Aggregation Query in Elasticsearch for Hierarchical Data (Senior Manager -> Manager -> Team Lead -> Developer)

Hello everyone,

I am working with Elasticsearch and trying to create an aggregation query for hierarchical employee data. The data represents a company structure with Senior Managers, Managers, Team Leads, and Developers. I am using nested fields for the employee data (employees), and I need to perform aggregations to list employees in the following hierarchy:

  1. Senior Manager (role: "Senior Manager")
  2. Under each Senior Manager, list all Managers.
  3. For each Manager, list the Team Leads under them.
  4. For each Team Lead, list the Developers under them.

Mapping:

Here’s the mapping for the employee data:

{
“properties”: {
“Company”: {
“properties”: {
“id”: {
“type”: “keyword”
},
“name”: {
“type”: “text”
},
“domain”: {
“type”: “text”
},
“employees”: {
“type”: “nested”,
“properties”: {
“id”: {
“type”: “keyword”
},
“first_name”: {
“type”: “text”
},
“role”: {
“type”: “keyword”
},
“dept”: {
“type”: “keyword”
},
“parent_id”: {
“type”: “keyword”
}
}
}
}
}
}
}

Data Example:

Here’s a sample document for a company:

{
“Company”: {
“id”: “company1”,
“name”: “Company A”,
“domain”: “company-a.com”,
“employees”: [
{ “id”: 1, “first_name”: “SM1”, “role”: “Senior Manager”, “dept”: “Dept 1”, “parent_id”: null },
{ “id”: 2, “first_name”: “M1”, “role”: “Manager”, “dept”: “Dept 1”, “parent_id”: 1 },
{ “id”: 3, “first_name”: “TL1”, “role”: “Team lead”, “dept”: “Dept 2”, “parent_id”: 2 },
{ “id”: 4, “first_name”: “D1”, “role”: “Developer”, “dept”: “Dept 3”, “parent_id”: 3 },
{ “id”: 5, “first_name”: “SM2”, “role”: “Senior Manager”, “dept”: “Dept 4”, “parent_id”: null },
{ “id”: 6, “first_name”: “M2”, “role”: “Manager”, “dept”: “Dept 1”, “parent_id”: 5 },
{ “id”: 7, “first_name”: “TL2”, “role”: “Team lead”, “dept”: “Dept 1”, “parent_id”: 6 },
{ “id”: 8, “first_name”: “D2”, “role”: “Developer”, “dept”: “Dept 2”, “parent_id”: 7 }
]
}
}

The Problem:

I am trying to generate an aggregation query that will return the hierarchical structure as follows:

  • Senior Manager (e.g., SM1)
    • Manager (e.g., M1)
      • Team Lead (e.g., TL1)
        • Developer (e.g., D1)
    • Manager (e.g., M2)
      • Team Lead (e.g., TL2)
        • Developer (e.g., D2)

However, I’m encountering errors like:

  • Text fields are not optimized for operations: I need the names of the employees under each role (Senior Manager, Manager, Team Lead, Developer), but I’m facing issues with field type mismatches and aggregation not working correctly.
  • I have tried using role.keyword and first_name.keyword but still can’t get the correct aggregation.

What I’ve Tried:

  • Using the keyword type for aggregating role and first_name.
  • Attempting nested aggregation to handle the hierarchical data correctly.
  • Using fielddata=true for text fields, but it consumes too much memory.

My Question:

How can I successfully aggregate this nested data in Elasticsearch to get the hierarchical structure under each Senior Manager?
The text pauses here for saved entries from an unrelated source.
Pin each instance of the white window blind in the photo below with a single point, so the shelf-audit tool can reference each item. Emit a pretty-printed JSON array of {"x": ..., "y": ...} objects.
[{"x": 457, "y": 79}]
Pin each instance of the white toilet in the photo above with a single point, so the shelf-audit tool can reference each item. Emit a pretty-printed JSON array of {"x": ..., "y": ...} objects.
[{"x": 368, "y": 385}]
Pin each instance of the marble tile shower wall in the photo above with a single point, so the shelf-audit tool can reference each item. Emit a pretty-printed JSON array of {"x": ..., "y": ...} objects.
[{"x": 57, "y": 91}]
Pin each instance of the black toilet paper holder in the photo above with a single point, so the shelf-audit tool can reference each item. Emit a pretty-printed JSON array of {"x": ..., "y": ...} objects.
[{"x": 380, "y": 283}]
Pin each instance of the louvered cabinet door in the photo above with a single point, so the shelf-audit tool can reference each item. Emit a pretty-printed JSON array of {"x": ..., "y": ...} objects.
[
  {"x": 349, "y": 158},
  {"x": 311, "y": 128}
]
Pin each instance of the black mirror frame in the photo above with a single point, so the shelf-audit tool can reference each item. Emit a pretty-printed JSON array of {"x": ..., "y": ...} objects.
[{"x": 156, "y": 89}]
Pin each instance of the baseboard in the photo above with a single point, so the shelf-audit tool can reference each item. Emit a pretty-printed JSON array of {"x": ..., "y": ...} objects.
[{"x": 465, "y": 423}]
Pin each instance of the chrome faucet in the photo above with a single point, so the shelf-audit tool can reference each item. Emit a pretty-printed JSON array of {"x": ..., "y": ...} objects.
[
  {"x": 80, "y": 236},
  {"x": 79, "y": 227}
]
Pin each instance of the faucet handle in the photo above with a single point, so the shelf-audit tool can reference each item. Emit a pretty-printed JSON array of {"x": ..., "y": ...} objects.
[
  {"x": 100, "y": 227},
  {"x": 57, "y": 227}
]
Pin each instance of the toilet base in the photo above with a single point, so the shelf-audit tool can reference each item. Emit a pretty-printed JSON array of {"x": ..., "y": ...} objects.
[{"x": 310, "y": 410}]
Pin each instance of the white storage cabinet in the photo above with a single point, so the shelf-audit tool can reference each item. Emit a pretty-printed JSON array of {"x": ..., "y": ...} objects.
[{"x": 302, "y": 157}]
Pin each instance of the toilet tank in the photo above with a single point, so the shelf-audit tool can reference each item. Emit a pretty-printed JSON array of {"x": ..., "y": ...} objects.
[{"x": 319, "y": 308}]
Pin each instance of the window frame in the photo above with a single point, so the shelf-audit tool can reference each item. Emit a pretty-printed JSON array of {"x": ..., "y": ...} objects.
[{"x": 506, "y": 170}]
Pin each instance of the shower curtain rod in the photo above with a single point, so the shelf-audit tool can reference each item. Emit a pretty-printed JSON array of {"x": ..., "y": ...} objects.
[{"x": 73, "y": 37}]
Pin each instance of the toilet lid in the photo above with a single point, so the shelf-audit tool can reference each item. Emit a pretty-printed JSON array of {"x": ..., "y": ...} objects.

Specifically, I need to list the Managers, Team Leads, and Developers in the correct hierarchy with names under each role.

Expected Output:

Here is the expected structure I am trying to get:

{
“aggregations”: {
“employees_nested”: {
“managers”: {
“buckets”: [
{
“key”: “1”, // Senior Manager 1
“doc_count”: 1,
“manager_ids”: {
“buckets”: [
{
“key”: “1”, // Manager 1
“doc_count”: 3,
“team_leads_nested”: {
“buckets”: [
{
“key”: “Manager”, // Team Lead 1
“doc_count”: 3,
“developers”: {
“buckets”: [
{
“key”: “D1”, // Developer 1
“doc_count”: 1
},
{
“key”: “D2”, // Developer 2
“doc_count”: 1
}
]
}
}
]
}
}
]
}
}
]
}
}
}
}

Any Suggestions?

If anyone has experience with aggregating hierarchical, nested data like this, I’d appreciate any guidance or suggestions on how to resolve the errors I’m facing.